Public officials should be on the side of the public, not developers
Here at VoteWater we make a big stink about special interests showering elected officials with campaign cash.
That’s because dirty money = dirty water.
But clearly, we’re thinking too small. For what’s mere campaign cash when you can pay a politician directly?
That appears to be what’s happening in Miami, where last week the Miami Herald reported Miami Mayor Francis Suarez is — or at least was — a paid consultant for a real estate developer.
According to court documents, Suarez “quietly” worked for Coconut Grove developer Location Ventures “for at least eight months from August 2022 through March 2023, earning a minimum of $80,000 for a previously undisclosed consulting side job,” the Herald reported.
Location Ventures is developing URBIN Coconut Grove, a mixed-use condo project that “requires permits and inspections from city departments,” the Herald reported.
While Suarez confirmed he worked for the company, his office insists that no issues involving the company have come before him in his official capacity as mayor.
But even if Suarez steers clear of this particular development, or others involving Location Ventures, his willingness to work for a developer with business before the city while in office sends an unmistakable message to every OTHER developer:
Go for it. I’ll make sure you’ll get what you need.
I’m on your side.
But public officials shouldn’t be on a developer’s “side.” They should be on the public’s side.
Too often in Florida, they simply aren’t.
That’s how we get legislation out of Tallahassee like the execrable Senate Bill 540, which disempowers citizens by saddling those who challenge a comprehensive plan amendment and lose with the other side’s legal fees.
Legislation like this betrays a mindset that “the public” is a problem, one which must be managed so developers can get on with their business.
Indeed, this mindset is often the reason we see so many of those comprehensive plan amendments in the first place, passed in places like Miami-Dade and Martin counties over the impassioned pleas of citizens.
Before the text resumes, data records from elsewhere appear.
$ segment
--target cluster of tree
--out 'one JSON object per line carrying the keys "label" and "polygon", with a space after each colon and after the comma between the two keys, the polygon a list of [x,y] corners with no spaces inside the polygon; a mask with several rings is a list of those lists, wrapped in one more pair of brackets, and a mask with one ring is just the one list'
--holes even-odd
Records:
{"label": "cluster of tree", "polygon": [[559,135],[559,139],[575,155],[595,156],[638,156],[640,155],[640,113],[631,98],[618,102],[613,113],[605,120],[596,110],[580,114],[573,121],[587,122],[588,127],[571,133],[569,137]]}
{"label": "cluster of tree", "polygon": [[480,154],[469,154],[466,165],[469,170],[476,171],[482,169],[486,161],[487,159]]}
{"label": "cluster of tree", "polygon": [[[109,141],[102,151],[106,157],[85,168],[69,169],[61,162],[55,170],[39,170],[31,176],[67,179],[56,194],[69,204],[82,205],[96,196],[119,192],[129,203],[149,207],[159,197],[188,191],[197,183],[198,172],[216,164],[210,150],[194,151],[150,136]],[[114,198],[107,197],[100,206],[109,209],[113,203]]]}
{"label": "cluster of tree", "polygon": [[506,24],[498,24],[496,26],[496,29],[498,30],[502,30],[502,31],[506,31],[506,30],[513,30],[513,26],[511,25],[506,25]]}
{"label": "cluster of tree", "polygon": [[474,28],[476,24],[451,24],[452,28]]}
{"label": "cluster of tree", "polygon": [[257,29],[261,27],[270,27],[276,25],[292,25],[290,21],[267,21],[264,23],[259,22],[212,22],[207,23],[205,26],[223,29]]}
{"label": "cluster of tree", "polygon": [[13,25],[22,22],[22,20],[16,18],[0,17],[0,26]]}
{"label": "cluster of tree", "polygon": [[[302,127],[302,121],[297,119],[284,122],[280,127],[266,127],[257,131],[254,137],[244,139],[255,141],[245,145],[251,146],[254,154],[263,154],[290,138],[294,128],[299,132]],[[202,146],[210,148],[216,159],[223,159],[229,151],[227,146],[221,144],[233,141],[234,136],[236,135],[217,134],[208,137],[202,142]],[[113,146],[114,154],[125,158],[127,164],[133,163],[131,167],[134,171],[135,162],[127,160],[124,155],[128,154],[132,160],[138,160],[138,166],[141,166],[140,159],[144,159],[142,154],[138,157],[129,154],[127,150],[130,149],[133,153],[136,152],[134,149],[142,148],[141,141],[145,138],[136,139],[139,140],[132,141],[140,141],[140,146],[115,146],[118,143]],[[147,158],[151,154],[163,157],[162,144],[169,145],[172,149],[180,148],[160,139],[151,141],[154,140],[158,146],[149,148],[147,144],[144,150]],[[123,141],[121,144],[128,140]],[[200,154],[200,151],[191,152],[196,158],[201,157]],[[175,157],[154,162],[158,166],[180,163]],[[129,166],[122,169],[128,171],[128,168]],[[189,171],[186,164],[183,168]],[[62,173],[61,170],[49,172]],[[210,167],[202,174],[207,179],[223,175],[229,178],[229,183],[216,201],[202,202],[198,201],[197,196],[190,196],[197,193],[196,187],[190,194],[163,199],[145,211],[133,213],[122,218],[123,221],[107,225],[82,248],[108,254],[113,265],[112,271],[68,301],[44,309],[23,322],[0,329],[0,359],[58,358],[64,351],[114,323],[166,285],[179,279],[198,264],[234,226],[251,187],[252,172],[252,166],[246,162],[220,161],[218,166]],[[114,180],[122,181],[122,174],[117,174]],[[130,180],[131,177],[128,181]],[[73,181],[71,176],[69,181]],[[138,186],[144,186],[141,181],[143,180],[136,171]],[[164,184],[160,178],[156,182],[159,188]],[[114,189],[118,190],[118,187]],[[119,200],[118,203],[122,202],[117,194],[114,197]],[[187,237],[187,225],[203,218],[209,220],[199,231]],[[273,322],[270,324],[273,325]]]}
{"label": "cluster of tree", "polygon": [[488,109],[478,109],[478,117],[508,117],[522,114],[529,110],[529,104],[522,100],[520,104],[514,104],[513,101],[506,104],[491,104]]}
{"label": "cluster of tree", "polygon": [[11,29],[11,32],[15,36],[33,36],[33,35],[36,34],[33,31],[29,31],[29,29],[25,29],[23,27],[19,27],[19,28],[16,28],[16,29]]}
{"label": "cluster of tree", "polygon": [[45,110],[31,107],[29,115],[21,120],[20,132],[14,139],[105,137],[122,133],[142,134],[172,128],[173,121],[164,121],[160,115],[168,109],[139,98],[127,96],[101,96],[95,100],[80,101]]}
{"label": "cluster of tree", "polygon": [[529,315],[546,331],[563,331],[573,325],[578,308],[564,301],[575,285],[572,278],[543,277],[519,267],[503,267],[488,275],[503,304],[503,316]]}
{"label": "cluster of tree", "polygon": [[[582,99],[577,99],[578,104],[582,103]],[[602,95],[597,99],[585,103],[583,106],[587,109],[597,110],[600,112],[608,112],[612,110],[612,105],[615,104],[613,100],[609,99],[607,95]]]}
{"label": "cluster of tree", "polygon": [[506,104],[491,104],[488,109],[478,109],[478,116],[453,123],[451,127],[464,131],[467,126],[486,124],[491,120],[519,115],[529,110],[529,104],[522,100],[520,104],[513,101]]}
Developers know best; and where the development community has contributed generously to local candidates and elected officials, well, of course local decision-makers will consider the developer’s point of view; it just makes so much sense, don’t you think?
It’s called access: The special interests have it — because they paid for it — and you don’t. And that’s how we wind up here, with Florida’s comprehensive planning process being undermined at every turn as water quality continues to go south.
Suarez’s side hustle as a special interest lackey may be disappointing, but it’s also emblematic and unsurprising.
This, after all, is the Florida way.
And it will continue — until voters demand it stop.